In any working environment, the safety of employees is paramount. When it comes to construction, the risk of harm becomes even greater than in normal working conditions, making it even more important to ensure a safe environment. Not only does a single work site need to be safe, but so do operations across the whole organisation.
Should professionals working in construction find themselves in a situation where they have not had the proper training or experience to know how to conduct activity in a proper manner, they could be at risk of harm.
To foster a healthy and safe work environment, preventative measures against accidents are crucial. However, some businesses may not be fully aware of the workplace safety regulations, or they may not be fully equipped to handle unforeseen circumstances.
Here we take a look at how professionals in construction can create a safer working environment.
One way to prevent accidents from taking place includes making sure the buildings you work with or in are safe. This means getting your worksite inspected on a frequent basis to make sure it doesn’t have any hazards that could easily be avoided. Small safety measures really can go a long way. For example, it could be worth laying mats out near areas that can be slippy, or providing helpful precautions to give construction workers peace of mind knowing that their wellbeing is being accounted for by senior staff.
A happy workforce is key to productivity.
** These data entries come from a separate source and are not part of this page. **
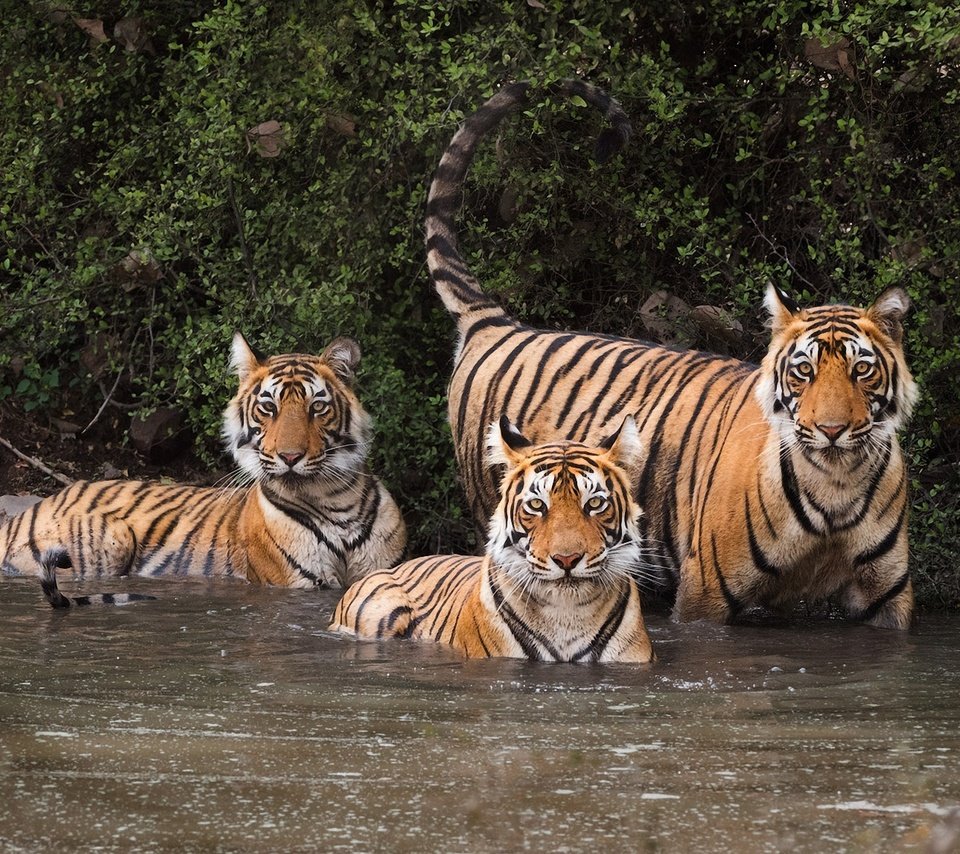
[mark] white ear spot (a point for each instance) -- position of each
(780, 308)
(343, 355)
(626, 448)
(496, 453)
(889, 310)
(243, 359)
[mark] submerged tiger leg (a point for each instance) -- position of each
(881, 593)
(703, 594)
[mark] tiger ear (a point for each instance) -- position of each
(888, 311)
(782, 308)
(624, 447)
(504, 443)
(243, 358)
(343, 355)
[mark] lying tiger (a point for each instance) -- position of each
(556, 582)
(762, 485)
(314, 515)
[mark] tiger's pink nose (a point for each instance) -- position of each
(832, 431)
(567, 562)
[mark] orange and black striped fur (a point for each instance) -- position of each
(762, 485)
(556, 583)
(311, 512)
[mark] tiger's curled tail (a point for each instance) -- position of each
(53, 558)
(761, 485)
(459, 289)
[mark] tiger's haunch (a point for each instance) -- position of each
(311, 514)
(556, 582)
(762, 485)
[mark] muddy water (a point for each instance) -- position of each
(225, 718)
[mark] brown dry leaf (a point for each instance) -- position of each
(266, 138)
(834, 56)
(343, 125)
(136, 269)
(664, 316)
(132, 35)
(717, 324)
(93, 27)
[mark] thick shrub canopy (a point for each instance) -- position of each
(174, 171)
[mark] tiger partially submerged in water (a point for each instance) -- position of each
(313, 515)
(762, 485)
(555, 583)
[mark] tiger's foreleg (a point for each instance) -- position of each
(702, 594)
(881, 593)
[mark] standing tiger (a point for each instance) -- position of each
(314, 515)
(762, 485)
(556, 582)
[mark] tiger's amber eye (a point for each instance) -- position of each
(536, 505)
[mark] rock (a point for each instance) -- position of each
(12, 505)
(111, 472)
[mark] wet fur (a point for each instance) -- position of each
(555, 583)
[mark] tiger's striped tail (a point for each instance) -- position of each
(50, 560)
(458, 287)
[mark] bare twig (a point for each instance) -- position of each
(108, 396)
(247, 260)
(36, 463)
(781, 252)
(103, 405)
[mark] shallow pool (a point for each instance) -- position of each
(224, 717)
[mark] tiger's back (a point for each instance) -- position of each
(555, 582)
(130, 527)
(429, 598)
(307, 509)
(760, 486)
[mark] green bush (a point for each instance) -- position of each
(141, 221)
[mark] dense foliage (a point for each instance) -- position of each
(173, 171)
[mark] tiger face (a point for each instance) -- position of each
(835, 381)
(567, 518)
(295, 417)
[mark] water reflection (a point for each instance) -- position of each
(226, 717)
Workers appreciate it when their employer listens to their opinions, so it's useful to set aside time every now and again to discuss safety rules and the general working environment. Here, managers and supervisors can assess the overall quality of the measures that are currently taken as well as highlighting potential hazards that have previously been unnoticed.
Employers should encourage health code standards, which can be difficult when working in construction. Smalls signs dotted around a site will remind workers to take every step necessary to make the environment healthy and safe.
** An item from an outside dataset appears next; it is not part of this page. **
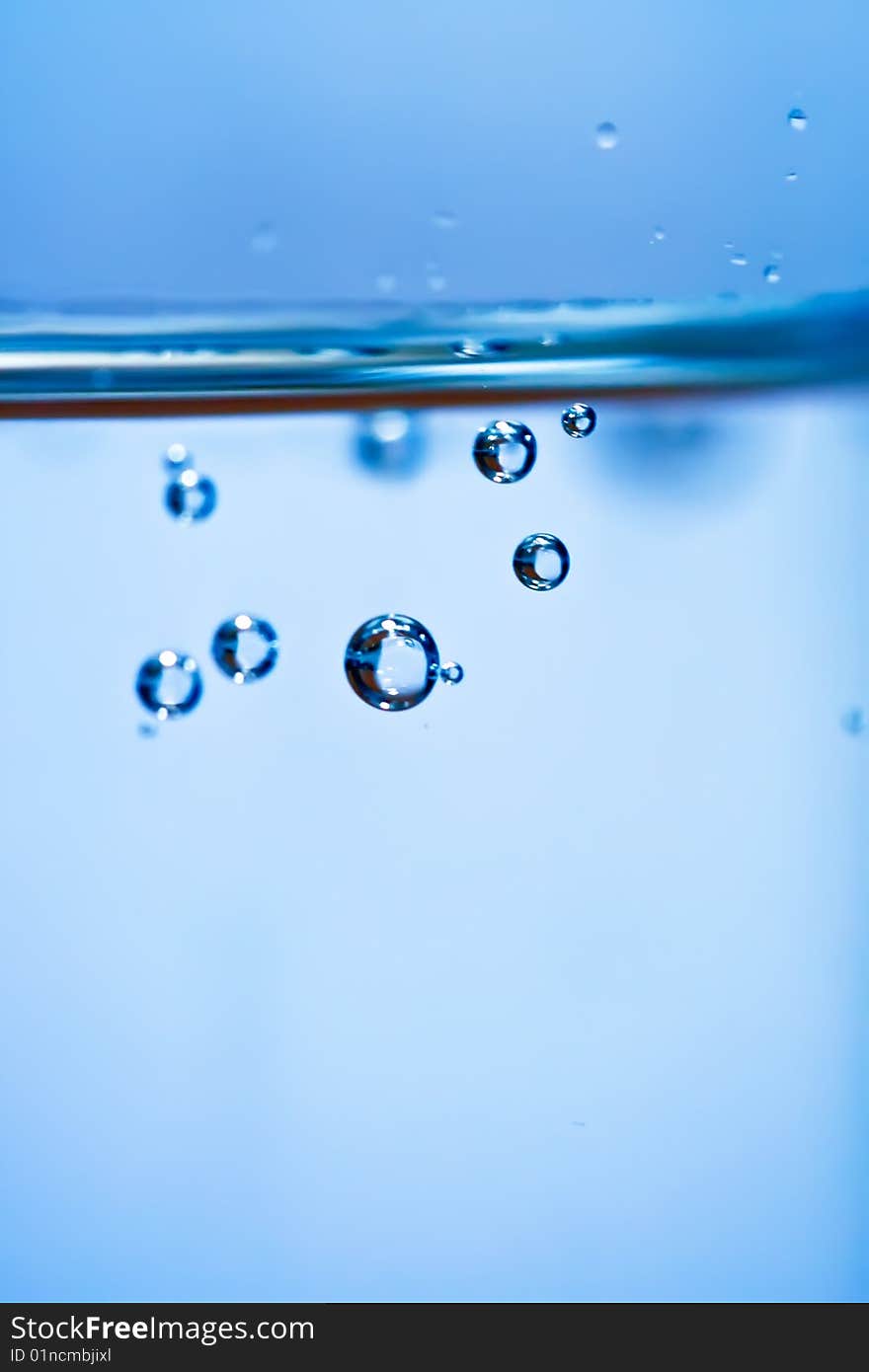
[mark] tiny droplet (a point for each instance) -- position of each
(605, 136)
(169, 683)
Workers that are of poor health can often cost a business, with high numbers of sick days. In addition to this, if your workers' health isn’t up to scratch, their judgement could suffer, which is dangerous in a construction setting. To avoid this, employers should be flexible in letting their workforce attend doctor appointments, encourage a good work life balance and reward workers when they do well.
Having the proper equipment to hand and wearing the right uniform when at work is highly important for construction businesses. Depending on their role, workers may require protective headwear, sustainable footwear and high-visibility uniforms, among other items.
Uniform and equipment should also be reissued when it becomes worn as it may compromise safety. Supervisors should say on top of uniform regulations from the moment their employees arrive at work to the second they leave.
While construction employees will usually work outdoors, it is still vital that they are aware of emergency routes and procedures. Employers must make their workforce well aware of these procedures, mapping out elements like exits and assigned posts.
While these tips cannot promise the entire safety of a workforce, they can help prevent accidents in the workplace and ensure workers achieve a healthy balance between workplace security and overall productivity.